BENS AMBIENTAIS
O Meio Ambiente como Bem Incorpóreo Distinto dos seus Elementos.
O meio ambiente não é um bem corpóreo, na verdade, a água, o solo, o ar, a fauna, a flora, os ecossistemas e os monumentos de valor histórico-cultural, são em sua maioria os elementos corpóreos que compõem o meio ambiente.
Segundo Álvaro Luiz Valery Mirra1, o meio ambiente “para o nosso direito, é um conjunto de relações e interações que condiciona a vida em todas as suas formas.

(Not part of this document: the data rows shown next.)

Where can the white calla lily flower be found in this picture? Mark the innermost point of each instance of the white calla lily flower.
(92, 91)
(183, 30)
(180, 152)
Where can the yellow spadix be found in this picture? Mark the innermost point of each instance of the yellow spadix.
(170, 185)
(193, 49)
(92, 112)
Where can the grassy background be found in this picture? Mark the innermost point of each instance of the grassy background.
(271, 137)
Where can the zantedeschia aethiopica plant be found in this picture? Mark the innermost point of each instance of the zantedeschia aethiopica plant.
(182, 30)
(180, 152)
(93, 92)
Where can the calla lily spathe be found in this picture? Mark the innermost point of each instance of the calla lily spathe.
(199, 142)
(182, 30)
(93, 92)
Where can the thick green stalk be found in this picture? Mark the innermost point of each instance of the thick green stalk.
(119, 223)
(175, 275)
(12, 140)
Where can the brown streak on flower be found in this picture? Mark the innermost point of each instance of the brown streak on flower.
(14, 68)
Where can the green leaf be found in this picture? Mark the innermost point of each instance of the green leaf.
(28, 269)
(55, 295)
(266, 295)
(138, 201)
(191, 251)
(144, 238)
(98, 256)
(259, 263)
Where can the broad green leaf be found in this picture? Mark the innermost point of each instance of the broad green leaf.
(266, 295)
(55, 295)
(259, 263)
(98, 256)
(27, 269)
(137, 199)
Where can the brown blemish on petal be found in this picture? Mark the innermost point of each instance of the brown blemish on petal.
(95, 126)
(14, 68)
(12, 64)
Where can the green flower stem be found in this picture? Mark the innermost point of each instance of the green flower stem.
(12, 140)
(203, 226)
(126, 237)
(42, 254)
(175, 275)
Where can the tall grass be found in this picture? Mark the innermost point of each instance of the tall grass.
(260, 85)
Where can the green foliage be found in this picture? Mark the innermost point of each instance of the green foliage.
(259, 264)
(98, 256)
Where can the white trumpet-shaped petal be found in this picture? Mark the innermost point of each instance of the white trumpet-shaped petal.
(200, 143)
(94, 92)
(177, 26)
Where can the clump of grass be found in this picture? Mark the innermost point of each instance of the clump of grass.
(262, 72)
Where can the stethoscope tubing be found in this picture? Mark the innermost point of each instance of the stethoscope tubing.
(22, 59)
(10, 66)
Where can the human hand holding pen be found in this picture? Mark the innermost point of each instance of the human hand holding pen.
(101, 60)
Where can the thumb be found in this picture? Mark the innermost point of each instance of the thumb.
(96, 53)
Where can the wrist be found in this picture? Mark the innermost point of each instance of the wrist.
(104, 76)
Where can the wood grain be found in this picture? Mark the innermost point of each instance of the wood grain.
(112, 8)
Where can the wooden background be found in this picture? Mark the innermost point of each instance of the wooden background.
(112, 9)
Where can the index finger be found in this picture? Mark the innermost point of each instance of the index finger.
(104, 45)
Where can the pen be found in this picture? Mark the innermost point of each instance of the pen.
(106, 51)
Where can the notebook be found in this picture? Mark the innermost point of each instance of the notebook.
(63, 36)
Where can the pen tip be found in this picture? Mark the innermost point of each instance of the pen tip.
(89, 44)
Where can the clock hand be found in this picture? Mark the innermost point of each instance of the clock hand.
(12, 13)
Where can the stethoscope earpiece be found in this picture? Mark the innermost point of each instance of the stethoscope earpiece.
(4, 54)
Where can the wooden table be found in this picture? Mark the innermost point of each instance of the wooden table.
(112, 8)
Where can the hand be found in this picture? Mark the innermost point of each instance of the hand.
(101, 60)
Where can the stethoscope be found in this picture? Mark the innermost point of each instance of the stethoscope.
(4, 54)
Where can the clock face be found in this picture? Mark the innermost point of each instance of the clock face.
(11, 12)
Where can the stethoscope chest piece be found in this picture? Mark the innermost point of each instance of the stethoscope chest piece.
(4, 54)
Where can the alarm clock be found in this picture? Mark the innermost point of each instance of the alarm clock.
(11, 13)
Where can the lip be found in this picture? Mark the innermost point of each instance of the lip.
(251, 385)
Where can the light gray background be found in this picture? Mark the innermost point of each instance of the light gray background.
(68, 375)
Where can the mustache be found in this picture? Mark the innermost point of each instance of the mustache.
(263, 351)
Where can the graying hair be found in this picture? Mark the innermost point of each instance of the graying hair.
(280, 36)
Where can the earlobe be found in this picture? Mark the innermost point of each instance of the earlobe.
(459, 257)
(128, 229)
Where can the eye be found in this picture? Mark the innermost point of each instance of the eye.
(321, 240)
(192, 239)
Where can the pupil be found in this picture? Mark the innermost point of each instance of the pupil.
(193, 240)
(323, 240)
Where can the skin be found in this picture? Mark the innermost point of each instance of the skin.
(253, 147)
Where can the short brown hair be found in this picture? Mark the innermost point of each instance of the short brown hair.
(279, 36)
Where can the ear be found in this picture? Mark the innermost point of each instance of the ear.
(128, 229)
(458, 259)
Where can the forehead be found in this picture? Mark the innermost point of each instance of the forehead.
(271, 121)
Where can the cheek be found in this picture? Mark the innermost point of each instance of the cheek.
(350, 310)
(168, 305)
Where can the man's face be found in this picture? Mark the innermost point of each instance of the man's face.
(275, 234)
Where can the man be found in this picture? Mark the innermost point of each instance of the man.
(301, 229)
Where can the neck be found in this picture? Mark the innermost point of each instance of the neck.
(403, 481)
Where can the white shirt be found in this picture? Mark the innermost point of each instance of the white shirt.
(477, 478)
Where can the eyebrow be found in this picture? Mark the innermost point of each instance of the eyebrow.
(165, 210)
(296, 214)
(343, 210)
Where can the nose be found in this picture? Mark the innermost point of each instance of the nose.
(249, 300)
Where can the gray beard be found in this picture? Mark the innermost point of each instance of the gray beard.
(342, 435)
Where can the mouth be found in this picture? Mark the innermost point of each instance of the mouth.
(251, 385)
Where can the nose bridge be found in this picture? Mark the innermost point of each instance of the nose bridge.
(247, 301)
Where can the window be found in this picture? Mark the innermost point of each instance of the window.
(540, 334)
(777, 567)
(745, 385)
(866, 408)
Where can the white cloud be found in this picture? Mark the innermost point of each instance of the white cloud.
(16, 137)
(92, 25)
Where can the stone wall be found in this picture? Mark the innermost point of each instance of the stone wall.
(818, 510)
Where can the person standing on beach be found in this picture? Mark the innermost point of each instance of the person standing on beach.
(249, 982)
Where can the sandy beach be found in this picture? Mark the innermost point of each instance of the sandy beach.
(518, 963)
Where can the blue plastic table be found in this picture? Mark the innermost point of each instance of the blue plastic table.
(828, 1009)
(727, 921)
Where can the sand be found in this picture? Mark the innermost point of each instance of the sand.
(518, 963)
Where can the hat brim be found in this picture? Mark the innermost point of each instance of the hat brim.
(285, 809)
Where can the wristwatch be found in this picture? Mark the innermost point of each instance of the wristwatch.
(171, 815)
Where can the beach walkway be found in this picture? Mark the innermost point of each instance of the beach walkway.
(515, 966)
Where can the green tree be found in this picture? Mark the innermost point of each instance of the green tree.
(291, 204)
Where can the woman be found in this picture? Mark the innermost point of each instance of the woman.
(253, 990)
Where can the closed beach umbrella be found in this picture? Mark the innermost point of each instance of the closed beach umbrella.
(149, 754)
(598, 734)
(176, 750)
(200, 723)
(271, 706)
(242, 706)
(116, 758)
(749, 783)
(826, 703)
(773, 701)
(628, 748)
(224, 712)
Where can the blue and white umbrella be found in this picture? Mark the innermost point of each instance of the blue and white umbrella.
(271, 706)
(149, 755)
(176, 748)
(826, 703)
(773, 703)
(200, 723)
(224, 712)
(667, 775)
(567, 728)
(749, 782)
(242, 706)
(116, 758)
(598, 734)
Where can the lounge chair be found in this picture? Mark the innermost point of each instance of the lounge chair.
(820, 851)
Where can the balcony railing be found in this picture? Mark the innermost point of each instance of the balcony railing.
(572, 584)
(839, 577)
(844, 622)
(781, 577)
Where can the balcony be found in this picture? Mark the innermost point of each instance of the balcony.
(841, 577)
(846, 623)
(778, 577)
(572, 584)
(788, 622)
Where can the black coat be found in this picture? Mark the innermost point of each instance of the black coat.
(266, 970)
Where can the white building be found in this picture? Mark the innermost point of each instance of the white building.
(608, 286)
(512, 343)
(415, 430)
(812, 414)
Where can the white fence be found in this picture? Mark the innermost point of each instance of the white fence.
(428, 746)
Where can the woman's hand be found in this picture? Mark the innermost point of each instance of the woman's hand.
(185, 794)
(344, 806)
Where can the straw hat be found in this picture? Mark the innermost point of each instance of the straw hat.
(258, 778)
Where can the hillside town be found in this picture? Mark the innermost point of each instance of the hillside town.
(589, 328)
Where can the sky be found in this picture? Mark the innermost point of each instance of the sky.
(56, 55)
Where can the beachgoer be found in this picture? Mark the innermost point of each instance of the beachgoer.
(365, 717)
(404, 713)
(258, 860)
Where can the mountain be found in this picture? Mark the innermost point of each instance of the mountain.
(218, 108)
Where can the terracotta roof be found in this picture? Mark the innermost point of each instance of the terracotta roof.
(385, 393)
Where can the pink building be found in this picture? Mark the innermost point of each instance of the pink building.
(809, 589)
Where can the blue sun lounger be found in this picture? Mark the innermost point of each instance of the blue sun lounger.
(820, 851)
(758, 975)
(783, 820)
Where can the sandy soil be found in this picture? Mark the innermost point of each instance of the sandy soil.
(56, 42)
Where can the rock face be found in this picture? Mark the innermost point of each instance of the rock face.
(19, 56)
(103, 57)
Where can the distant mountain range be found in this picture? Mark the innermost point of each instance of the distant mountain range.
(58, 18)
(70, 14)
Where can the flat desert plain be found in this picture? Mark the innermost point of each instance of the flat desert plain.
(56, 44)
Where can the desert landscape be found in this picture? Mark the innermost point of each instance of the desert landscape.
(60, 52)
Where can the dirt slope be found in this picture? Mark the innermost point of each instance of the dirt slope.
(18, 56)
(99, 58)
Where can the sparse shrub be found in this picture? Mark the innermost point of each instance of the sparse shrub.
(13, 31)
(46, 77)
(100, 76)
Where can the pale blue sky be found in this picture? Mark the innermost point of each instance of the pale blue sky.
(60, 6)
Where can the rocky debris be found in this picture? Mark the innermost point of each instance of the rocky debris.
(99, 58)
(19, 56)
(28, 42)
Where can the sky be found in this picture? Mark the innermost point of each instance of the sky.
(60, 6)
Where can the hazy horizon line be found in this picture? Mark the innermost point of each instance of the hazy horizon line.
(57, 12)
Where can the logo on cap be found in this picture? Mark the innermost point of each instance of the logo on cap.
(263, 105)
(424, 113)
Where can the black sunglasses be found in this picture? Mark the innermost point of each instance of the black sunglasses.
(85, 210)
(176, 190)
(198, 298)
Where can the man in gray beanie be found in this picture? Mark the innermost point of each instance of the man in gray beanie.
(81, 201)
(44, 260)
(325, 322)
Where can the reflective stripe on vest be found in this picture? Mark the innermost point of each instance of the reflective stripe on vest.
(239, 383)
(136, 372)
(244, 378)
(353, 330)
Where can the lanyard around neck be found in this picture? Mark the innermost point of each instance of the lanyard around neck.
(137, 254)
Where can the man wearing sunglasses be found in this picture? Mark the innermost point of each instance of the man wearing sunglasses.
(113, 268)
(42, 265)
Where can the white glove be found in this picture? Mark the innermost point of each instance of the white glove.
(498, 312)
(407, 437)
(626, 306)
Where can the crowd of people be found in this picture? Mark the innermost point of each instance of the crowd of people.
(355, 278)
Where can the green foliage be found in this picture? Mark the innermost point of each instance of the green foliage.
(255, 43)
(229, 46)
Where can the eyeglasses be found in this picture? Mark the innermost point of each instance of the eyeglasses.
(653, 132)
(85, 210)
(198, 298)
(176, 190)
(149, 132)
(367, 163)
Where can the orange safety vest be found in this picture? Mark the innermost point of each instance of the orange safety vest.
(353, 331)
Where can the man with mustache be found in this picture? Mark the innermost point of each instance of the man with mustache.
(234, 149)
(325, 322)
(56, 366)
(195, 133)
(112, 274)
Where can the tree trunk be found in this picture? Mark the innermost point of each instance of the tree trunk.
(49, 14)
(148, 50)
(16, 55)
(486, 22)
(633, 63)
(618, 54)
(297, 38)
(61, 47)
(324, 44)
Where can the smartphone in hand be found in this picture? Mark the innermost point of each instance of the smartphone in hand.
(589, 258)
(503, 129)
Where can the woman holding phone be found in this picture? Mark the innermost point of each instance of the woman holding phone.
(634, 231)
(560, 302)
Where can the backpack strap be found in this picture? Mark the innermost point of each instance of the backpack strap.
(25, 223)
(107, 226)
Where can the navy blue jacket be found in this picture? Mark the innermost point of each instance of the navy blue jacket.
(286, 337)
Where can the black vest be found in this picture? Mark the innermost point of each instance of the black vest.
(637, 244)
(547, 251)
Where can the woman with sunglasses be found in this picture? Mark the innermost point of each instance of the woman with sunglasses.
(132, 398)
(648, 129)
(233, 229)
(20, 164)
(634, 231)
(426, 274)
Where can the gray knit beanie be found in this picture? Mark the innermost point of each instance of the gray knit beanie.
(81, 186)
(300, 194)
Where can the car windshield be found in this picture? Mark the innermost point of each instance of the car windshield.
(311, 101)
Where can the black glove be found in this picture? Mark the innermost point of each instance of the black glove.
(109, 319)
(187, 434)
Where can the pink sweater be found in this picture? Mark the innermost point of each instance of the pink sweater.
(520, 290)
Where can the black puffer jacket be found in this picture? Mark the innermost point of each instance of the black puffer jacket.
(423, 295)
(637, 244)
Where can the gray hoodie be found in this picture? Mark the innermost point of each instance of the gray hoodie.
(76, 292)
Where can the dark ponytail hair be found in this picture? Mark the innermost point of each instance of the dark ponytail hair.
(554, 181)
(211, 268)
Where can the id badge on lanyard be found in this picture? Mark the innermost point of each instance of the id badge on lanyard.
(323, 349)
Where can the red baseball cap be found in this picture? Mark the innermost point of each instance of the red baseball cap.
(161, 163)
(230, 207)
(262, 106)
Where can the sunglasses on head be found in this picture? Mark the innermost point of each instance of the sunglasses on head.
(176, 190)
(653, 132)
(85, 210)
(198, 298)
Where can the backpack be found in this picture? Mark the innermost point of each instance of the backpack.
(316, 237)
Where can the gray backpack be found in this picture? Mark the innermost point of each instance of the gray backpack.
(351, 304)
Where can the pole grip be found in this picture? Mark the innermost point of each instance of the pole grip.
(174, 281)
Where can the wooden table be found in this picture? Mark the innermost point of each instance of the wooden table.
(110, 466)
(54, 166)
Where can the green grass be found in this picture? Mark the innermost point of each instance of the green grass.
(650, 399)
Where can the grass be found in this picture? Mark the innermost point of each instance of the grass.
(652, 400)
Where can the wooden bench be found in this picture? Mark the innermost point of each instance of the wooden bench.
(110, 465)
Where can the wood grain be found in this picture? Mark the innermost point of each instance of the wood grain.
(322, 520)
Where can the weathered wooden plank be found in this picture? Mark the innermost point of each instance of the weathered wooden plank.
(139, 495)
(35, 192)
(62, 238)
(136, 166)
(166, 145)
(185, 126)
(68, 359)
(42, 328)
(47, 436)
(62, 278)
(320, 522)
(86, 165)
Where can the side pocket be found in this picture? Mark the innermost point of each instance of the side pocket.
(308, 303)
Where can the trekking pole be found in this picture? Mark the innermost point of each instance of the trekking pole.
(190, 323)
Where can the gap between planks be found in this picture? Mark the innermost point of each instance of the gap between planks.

É, pois, essencialmente incorpóreo e imaterial”.
Referidos bens ambientais, possuem conceitos e regimes jurídicos próprios, e normalmente são regidos por uma legislação particular, contudo, quando se pretende resguardar referidos bens, o objetivo é proteger o meio ambiente como um todo e não o elemento em si.
Tais elementos corpóreos e incorpóreos são vistos e considerados não de forma individual, mas como integrantes de uma cadeia, de forma a manter o equilíbrio ambiental, assim, quando da ocorrência de um dano este poderá atingir mais de um bem ambiental.
2. Classificação dos Bens Quanto a sua Titularidade.
Conforme se depreende do artigo 98, do Código Civil, possuímos duas espécies de bens: os públicos e os privados, vejamos:
Art. 98. São públicos os bens de domínio nacional pertencentes
as pessoas jurídicas de direito público interno; todos os outros
são particulares, seja qual for a pessoa a que pertencerem.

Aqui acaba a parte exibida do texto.